Now this round-shouldered obscure functionary, with the long lean face, foxy nose, high balding forehead, and brisk manner, in a black uniform that heightened his paper-shuffler’s pallor, was suggesting that he plunge himself up to his neck in that morass. One thing Beck never forgot, as a seasoned diplomat with a doctorate in history: all wars ended, and postwar accountings could be onerous. He was not quite at ease about his role in drafting Italian workers. The hardship pleas which he had vetoed wholesale had often upset him. War was war, and orders were orders, but this business with the Jews was entirely out of bounds.

He spoke up decisively, to nip the thing in the bud. “Let me point out one fact. In setting up the labor drafts I’ve had to give explicit written guarantees of destinations, wages, and working conditions of the laborers.”

“Of course, but those were Italians. These are Jews.”

The tone nonplussed Beck, for Eichmann might as well have said, “These are horses.”

“Rome officials still regard them as Italian citizens. I’ll be asked exactly where these one hundred eighteen Jews will be resettled, what they’ll do there, and in what circumstances. I’ll have to put an official written reply from the Foreign Ministry in the record.”

“Fine!” Eichmann shrugged and smiled, quite unperturbed. “Just write whatever you please. What will all this shit ever amount to?”
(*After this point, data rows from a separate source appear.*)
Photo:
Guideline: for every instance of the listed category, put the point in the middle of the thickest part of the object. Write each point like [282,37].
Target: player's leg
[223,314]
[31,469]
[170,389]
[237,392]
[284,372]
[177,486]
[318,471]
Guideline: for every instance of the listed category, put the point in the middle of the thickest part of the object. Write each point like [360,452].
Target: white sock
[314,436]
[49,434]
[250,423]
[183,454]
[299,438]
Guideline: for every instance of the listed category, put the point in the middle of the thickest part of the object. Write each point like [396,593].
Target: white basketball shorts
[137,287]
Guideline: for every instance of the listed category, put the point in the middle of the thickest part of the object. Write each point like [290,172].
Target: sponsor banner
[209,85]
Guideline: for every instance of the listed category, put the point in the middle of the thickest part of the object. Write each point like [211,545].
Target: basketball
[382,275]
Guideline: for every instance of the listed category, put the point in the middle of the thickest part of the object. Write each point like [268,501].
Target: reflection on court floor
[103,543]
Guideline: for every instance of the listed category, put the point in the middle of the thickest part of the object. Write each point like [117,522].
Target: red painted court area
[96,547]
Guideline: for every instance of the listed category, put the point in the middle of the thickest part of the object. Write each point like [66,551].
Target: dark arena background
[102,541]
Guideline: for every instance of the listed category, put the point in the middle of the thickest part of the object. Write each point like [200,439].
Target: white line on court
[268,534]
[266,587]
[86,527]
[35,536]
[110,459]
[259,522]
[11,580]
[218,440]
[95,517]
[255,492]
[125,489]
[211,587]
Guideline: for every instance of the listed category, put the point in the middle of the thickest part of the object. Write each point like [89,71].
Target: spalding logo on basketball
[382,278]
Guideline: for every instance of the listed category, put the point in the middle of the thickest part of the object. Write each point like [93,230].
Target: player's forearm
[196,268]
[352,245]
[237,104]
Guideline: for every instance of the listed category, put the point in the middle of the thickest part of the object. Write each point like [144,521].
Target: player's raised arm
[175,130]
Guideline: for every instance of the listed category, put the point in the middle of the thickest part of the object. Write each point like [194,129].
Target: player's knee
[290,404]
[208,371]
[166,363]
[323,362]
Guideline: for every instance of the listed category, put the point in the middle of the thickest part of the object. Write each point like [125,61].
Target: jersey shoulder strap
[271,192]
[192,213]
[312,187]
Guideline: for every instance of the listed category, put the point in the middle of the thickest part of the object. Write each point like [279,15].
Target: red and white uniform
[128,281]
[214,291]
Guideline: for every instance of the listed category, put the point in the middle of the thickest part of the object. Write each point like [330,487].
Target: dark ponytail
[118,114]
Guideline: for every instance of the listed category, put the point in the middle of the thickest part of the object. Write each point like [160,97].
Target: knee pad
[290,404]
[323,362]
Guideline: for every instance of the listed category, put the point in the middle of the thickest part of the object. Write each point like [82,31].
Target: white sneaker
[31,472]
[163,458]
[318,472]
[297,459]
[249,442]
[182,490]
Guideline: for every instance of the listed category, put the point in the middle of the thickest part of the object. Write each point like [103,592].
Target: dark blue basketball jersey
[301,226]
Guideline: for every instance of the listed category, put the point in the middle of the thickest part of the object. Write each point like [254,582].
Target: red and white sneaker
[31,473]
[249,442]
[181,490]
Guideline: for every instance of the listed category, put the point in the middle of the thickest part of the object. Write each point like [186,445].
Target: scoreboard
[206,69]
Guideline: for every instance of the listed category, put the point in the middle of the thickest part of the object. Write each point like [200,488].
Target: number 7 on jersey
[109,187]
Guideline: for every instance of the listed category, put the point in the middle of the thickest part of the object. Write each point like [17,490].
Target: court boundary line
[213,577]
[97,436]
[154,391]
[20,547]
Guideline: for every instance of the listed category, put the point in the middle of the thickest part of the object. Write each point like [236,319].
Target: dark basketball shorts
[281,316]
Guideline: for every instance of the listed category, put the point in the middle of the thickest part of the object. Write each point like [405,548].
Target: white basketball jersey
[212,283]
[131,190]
Beck winced, but he tried to be patient. He was used to Nazi commonness, and perforce had to put up with it. “That’s not how the Foreign Service works, you see. We’ve been very factual in the labor matter. We’ve made good on our representations. That’s how we’ve gotten such favorable results.”

The two men stared at each other. A change came over Lieutenant Colonel Eichmann’s face. All the lines slightly stiffened, and into his narrow eyes there came a strange vacant look. “If you like,” he said in deep sarcastic tones from his hollow chest, “I’ll be glad to tell you exactly where the Jews will go, and what the disposition will be, by the Führer’s direct orders. Then you can decide just what story to write for the Italians.” There was no focus in the man’s eyes. Behind the glitter of his glasses two dark caverns seemed to open, and in those caverns Dr. Werner Beck saw horror, a vision of mountains of dead bodies. Not a word passed between them, but the moment of silence told the political secretary what happened to deported Jews. It was disheartening to have to face this. With chills rippling on his backbone, he seized at a straw. “The ambassador would have to know.”